In statistics we describe a sample as $X_1,...,X_n$ i.i.d random variables, where $X_i\colon (\Omega,\mathcal{A},P)\rightarrow (\mathbb{R},\mathcal{B}(\mathbb{R}))$. It is clear to me that identically distributed does not mean that the random variables are equal. However, I don't see why they should not be equal when drawn as random sample.
Suppose, I conduct the same fair coin flip experiment twice, meaning $X_1\sim\mathrm{Ber}(p), X_2\sim\mathrm{Ber}(p)$. In terms of probability $X_1$ and $X_2$ should be identical mappings, correct? We do the same thing (tossing a coin) but twice, so the cannot differ. I don't understand in what terms they differ from each other and why they generate different $\sigma$-algebras.

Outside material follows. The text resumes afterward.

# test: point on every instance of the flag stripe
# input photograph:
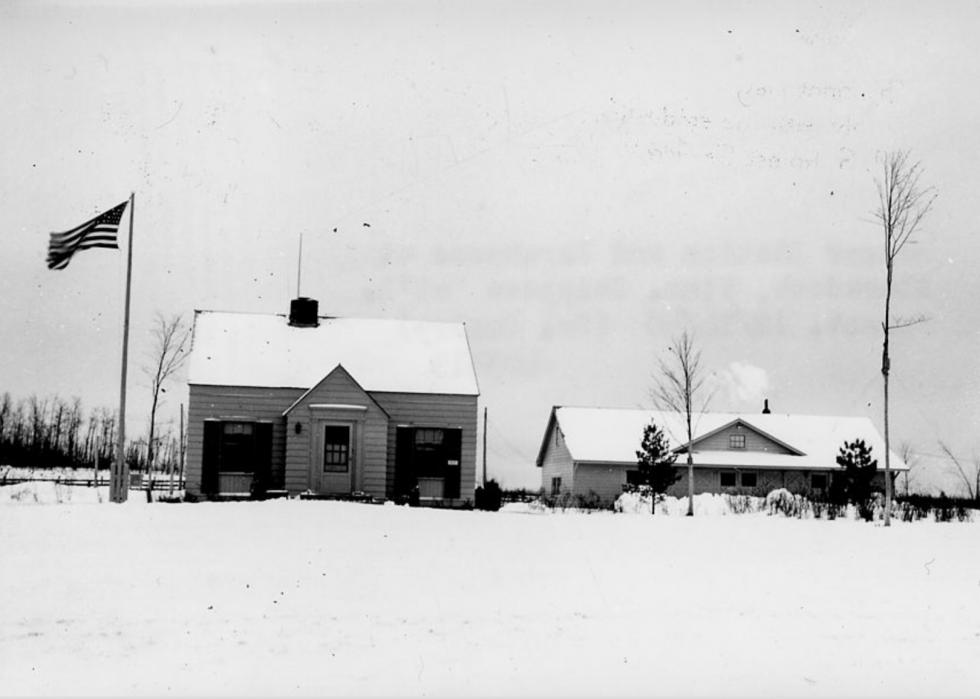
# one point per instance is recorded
(100, 232)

My particular problem is the fallacy that, if I would assume them to be equal, we have that $\sigma(X_1,X_2)=\sigma(X_1)$ which leads to nonsensical results.
No.
If you model the tossing of $2$ coin flips using the same coin then we usually go for outcome space $\Omega=\{T,H\}^2$.

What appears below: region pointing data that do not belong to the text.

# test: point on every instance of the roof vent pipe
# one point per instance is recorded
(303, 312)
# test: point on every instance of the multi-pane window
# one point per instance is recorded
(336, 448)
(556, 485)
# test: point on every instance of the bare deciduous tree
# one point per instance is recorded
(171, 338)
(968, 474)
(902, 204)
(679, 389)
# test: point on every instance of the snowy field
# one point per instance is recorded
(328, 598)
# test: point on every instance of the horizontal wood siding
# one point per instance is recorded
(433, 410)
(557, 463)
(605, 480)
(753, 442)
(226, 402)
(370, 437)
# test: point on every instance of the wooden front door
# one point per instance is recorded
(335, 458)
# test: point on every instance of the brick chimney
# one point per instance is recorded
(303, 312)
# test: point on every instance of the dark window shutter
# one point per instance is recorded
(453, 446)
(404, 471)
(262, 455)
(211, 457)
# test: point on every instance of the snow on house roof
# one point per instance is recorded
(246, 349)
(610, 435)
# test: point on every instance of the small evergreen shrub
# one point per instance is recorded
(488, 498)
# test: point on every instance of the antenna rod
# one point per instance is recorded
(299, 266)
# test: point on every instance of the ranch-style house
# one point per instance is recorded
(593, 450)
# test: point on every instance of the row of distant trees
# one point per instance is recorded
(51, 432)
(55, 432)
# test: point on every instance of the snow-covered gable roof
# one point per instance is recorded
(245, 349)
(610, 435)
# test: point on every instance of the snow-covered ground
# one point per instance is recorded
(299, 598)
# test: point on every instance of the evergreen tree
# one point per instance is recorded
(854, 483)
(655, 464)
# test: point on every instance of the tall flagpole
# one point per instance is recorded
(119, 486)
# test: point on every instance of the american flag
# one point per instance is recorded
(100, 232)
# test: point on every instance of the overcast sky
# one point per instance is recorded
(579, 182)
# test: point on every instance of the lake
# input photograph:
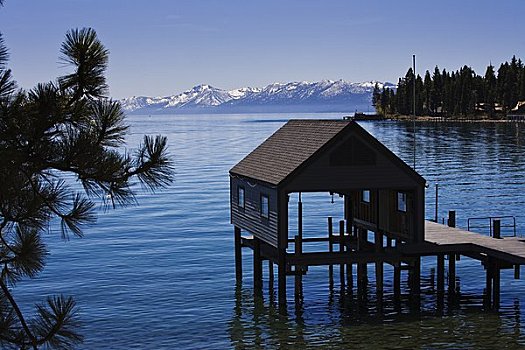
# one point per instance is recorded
(160, 275)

This with $\sigma$-algebra $\wp(\Omega)$ and a suitable probability measure $P$ that is determined by its values on singletons $\{\omega\}$.
Since we are dealing with the same coin we meet the condition: $$P(\{(H,H),(H,T)\})=P(\{(H,H),(T,H)\})$$ in words: the probability on heads for the first flip is the same as the probability on heads for the second flip.

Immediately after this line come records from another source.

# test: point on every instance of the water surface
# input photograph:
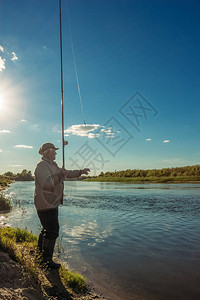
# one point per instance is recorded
(132, 241)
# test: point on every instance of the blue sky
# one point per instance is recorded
(138, 69)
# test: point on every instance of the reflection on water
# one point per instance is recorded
(141, 239)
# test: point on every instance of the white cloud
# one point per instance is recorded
(83, 130)
(166, 141)
(14, 56)
(15, 166)
(2, 64)
(5, 131)
(23, 146)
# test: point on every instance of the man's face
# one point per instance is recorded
(51, 154)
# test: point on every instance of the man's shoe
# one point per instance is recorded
(52, 265)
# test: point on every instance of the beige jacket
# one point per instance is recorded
(48, 189)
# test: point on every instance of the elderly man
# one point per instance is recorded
(48, 196)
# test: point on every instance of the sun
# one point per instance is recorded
(1, 102)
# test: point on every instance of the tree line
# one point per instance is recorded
(165, 172)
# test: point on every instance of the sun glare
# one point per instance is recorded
(1, 102)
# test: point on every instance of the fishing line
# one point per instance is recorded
(75, 66)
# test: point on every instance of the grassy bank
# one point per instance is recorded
(21, 247)
(4, 182)
(153, 179)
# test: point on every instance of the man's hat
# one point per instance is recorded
(46, 146)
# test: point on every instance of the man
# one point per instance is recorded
(48, 196)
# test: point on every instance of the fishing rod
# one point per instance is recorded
(62, 100)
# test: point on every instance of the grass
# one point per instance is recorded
(19, 242)
(5, 205)
(166, 179)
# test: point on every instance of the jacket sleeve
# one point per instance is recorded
(73, 173)
(44, 176)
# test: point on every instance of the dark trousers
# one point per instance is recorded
(49, 221)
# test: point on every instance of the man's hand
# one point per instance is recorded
(85, 171)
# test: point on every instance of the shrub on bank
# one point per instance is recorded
(19, 243)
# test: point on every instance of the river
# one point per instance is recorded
(131, 241)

Then we have the random variables $X_1$ and $X_2$ prescribed by $\omega=(\omega_1,\omega_2)\mapsto\omega_1$ and $\omega=(\omega_1,\omega_2)\mapsto\omega_2$ respectively.
These functions do not have $\mathbb R$ as codomain (as is mostly requested for a random variable) but that is just a technical problem that can be solved by e.g. identifying $H$ with $1$ and $T$ with $0$.
Then $X_1,X_2$ are iid, but we do not have $X_1=X_2$.
Final remark: if we are dealing with two coins that are both flipped once and the probability on heads is the same for the coins then we use this model as well.